I dropped my book bag in my chair and leaned across the table so swiftly that he stepped back. I managed not to laugh that I’d spooked him. I extended my hand. “No hard feelings,” I told him. “I don’t agree with your critique, but I do appreciate it.”

I think he took my hand only because he was so surprised. “No problem,” he said. Then he seemed to recover, and he grasped my hand hard enough to hurt. “I’m sorry if I was out of line.”

I pulled my hand out of his grip. “Don’t be. I carry a grudge. If you write some macho ultraviolent action-adventure crap for your first story, your ass is mine.”

I had thought Summer was deep in discussion with the guy next to her, but when I said this she shrieked with laughter, then giggled a quiet “Sorry” and turned back to the other guy.

“Game on, Kentucky,” Manohar told me. Grinning as if he really did look forward to the game (that made one of us), he shrugged one strap of his backpack over his shoulder and walked out.

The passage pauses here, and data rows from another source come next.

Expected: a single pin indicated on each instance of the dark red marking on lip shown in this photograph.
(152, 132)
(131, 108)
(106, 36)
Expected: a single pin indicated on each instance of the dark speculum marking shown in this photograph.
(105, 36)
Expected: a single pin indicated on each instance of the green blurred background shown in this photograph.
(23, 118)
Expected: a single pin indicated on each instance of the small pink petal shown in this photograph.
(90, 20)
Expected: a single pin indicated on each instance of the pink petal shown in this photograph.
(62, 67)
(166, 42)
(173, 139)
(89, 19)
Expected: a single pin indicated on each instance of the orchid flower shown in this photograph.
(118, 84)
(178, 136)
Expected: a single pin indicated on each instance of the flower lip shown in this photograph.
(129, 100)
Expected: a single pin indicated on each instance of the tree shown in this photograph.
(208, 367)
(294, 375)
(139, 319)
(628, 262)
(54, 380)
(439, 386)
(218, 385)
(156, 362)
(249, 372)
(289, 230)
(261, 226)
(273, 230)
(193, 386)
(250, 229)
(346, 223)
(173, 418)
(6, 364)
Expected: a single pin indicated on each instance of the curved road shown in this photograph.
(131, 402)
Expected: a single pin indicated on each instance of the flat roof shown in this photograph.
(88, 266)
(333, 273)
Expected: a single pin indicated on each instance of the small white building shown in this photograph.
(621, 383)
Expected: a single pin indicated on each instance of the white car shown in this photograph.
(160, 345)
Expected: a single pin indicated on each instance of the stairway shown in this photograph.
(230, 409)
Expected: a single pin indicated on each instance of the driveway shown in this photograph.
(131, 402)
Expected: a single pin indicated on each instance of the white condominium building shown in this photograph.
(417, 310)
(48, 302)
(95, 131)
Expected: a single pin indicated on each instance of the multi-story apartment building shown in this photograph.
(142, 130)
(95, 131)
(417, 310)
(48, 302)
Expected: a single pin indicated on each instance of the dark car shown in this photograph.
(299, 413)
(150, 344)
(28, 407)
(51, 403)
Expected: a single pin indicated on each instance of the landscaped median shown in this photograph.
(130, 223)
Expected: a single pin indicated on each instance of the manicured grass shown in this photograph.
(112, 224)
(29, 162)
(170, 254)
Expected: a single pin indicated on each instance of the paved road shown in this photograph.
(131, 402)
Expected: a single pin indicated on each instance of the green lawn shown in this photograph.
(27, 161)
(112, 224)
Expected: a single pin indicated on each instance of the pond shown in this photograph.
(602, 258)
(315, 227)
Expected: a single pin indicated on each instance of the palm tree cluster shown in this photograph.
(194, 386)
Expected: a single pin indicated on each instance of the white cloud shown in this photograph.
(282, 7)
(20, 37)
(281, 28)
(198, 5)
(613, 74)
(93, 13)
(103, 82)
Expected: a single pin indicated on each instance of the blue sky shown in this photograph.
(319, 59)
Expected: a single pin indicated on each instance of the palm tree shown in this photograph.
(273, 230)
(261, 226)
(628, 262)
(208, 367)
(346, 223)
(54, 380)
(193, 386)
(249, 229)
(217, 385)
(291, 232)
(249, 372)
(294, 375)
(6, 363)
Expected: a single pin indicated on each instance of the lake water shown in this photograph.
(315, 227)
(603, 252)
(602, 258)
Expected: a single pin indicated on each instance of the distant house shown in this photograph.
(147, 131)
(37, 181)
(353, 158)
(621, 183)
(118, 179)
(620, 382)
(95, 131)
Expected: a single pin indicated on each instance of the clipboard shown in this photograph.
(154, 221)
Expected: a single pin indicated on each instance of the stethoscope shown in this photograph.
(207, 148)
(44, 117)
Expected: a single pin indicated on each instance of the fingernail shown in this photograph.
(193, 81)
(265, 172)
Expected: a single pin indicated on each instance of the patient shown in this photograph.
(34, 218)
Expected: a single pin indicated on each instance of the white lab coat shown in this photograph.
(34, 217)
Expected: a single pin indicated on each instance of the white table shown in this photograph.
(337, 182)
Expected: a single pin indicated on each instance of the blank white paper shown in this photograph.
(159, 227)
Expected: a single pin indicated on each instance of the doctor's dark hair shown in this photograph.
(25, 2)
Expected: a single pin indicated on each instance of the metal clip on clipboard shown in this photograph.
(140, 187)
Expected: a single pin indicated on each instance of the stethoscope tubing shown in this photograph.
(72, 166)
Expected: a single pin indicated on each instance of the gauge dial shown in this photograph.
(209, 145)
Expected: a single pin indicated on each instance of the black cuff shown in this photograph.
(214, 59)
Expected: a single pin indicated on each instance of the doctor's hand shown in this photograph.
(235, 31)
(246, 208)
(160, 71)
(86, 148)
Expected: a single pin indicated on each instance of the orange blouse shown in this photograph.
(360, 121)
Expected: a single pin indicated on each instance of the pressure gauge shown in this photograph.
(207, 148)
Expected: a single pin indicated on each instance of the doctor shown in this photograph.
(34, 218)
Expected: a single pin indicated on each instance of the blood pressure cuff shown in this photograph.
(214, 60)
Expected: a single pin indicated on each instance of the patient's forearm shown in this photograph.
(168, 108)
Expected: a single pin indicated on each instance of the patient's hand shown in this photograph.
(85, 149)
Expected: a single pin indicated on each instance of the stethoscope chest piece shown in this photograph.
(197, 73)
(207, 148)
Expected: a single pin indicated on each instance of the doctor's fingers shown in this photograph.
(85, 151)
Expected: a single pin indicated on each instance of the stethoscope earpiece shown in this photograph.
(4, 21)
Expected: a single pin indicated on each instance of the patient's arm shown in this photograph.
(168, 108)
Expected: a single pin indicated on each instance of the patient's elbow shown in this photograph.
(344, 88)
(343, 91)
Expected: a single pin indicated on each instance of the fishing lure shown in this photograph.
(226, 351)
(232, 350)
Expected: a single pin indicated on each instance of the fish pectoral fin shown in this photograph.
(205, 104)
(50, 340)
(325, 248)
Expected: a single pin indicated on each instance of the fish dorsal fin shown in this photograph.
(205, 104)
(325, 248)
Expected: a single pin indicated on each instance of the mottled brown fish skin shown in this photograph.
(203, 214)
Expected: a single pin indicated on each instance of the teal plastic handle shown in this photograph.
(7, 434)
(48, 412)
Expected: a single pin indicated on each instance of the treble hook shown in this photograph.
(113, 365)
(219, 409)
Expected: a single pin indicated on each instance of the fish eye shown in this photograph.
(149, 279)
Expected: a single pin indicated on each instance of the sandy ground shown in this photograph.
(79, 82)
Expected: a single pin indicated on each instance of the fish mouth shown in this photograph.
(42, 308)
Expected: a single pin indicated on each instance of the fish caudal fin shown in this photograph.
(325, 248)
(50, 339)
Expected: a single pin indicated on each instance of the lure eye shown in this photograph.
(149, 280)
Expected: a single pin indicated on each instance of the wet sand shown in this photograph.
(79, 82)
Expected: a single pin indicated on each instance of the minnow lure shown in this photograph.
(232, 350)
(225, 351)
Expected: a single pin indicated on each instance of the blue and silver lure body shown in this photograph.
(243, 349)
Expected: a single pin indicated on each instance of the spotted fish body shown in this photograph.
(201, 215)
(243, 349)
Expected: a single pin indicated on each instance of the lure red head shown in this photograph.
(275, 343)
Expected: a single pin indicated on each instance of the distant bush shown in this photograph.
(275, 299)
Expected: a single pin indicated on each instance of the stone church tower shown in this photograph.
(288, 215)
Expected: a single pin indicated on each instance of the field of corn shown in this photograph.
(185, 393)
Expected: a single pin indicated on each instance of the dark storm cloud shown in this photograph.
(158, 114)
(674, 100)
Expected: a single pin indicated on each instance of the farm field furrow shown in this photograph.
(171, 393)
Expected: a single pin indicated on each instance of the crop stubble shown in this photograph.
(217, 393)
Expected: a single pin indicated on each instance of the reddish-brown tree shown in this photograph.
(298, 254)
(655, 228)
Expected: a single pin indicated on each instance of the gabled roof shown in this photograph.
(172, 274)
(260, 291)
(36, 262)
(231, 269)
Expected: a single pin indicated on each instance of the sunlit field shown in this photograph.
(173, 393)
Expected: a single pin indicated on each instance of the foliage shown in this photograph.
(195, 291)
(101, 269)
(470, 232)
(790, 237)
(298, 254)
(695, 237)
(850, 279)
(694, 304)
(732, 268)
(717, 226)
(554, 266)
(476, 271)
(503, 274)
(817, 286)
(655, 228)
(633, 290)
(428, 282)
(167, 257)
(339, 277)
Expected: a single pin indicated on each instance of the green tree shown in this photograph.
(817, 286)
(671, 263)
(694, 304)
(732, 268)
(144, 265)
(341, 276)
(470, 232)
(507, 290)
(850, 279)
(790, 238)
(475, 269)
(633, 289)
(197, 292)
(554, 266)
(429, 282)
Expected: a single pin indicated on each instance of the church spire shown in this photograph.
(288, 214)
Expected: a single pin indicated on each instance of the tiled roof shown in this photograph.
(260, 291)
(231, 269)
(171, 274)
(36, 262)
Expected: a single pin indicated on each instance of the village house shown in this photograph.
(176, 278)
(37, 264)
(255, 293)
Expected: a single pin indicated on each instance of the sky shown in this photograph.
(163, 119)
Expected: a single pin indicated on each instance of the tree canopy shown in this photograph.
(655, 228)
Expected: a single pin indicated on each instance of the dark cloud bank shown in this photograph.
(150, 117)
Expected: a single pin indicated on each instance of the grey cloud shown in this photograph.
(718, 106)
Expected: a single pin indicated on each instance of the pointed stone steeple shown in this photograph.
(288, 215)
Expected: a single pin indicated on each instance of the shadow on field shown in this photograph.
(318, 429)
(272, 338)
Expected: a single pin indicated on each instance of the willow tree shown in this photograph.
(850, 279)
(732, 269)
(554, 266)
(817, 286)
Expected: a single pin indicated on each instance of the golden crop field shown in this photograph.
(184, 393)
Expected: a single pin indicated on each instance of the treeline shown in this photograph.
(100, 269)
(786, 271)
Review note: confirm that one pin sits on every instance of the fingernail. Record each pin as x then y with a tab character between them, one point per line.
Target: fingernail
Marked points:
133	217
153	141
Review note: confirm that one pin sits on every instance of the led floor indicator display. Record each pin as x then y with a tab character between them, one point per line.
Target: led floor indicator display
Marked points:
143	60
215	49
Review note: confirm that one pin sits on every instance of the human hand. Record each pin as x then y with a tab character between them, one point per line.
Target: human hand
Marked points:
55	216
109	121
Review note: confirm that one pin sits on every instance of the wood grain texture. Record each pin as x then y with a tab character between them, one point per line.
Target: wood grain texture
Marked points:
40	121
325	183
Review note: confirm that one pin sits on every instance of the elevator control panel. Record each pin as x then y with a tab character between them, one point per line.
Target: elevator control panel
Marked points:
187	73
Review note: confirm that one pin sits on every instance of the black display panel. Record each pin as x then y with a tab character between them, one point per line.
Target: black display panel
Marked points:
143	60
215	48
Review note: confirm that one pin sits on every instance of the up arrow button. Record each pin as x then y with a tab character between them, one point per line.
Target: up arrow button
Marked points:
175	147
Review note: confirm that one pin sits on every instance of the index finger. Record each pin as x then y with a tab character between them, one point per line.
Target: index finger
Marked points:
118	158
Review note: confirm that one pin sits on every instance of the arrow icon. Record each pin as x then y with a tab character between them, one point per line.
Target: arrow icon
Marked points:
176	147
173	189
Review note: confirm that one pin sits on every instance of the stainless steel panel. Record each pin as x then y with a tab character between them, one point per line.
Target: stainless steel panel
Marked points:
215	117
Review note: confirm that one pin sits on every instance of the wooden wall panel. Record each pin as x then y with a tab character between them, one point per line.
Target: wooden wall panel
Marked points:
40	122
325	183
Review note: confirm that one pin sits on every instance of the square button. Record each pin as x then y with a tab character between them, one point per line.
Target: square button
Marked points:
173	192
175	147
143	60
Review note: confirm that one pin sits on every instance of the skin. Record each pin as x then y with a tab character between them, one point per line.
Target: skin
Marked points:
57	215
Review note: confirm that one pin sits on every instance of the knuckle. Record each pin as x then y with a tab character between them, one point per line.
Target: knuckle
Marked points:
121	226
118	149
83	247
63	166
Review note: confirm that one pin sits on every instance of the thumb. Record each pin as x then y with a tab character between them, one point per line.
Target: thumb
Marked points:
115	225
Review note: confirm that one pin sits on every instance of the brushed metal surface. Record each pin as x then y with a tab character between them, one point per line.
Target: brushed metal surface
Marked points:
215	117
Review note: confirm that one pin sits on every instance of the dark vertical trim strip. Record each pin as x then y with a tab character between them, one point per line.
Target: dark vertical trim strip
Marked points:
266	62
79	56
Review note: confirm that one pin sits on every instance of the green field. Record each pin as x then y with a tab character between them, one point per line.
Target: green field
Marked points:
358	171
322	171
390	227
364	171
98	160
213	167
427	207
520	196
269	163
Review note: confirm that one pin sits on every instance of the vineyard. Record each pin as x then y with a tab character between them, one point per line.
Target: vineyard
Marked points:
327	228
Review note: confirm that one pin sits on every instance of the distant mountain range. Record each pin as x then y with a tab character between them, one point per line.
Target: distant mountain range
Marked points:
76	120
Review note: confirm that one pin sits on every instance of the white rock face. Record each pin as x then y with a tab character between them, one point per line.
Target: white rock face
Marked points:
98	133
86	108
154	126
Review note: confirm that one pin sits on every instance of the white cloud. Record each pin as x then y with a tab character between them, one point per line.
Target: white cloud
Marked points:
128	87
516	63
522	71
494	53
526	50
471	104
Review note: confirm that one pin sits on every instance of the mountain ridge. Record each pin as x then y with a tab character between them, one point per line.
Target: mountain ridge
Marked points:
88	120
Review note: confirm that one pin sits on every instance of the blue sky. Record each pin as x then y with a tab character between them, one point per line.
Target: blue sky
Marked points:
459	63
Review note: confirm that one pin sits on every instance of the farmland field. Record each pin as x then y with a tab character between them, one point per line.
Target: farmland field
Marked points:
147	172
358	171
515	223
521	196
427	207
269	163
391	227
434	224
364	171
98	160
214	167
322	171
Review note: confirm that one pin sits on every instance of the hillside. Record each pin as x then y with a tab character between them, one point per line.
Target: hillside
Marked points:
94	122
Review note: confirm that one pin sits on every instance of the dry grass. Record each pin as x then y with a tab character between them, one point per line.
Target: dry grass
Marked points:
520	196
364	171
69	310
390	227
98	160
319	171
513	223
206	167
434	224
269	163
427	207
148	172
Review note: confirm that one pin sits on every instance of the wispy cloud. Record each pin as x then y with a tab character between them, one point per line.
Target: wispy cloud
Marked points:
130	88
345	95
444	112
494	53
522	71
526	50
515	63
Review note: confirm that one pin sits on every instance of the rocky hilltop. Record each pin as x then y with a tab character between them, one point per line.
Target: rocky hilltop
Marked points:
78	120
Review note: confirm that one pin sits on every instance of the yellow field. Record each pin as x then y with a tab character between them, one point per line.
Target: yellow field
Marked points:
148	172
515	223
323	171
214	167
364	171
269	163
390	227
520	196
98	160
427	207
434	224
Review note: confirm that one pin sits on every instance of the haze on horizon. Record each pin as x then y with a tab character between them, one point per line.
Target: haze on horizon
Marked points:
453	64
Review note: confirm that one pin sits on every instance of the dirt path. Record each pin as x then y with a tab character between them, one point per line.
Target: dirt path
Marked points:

Isabelle had finally left Hunter’s side. I hefted my bulging book bag and walked the length of the table. Hunter sat in his mighty chair like the head of the table rather than the foot, writing on his copy of my story. As I approached, he looked up and offered it to me. He didn’t smile as he said, “Hullo, Miss Blackwell.”

Taking the story from him, I noticed for the first time that his five-o’clock stubble glinted golden on his hard chin. I croaked, “Hullo, Hunter.”

He smiled then, the charismatic smile I recognized from school. “Thanks for not blowing my cover about being from Louisville. I told my roommates I’m from Long Island.”

“Why?” I asked. ’Cause that is kind of strange, considering that you have stolen my Louisville horse farm, I wanted to add. I traced the S from INTERNSHIP with my fingertip on the thigh of my jeans and kept my mouth shut.

“Because people here think that the South is stupid,” he said. “Besides, I really am from Long Island.”

I frowned at him and turned around to make sure everyone else in the room had left. Only Summer waited for me outside the door, leaning against the frame and talking to Brian. I faced Hunter again and said softly, “You moved from Long Island to Kentucky before the seventh grade.”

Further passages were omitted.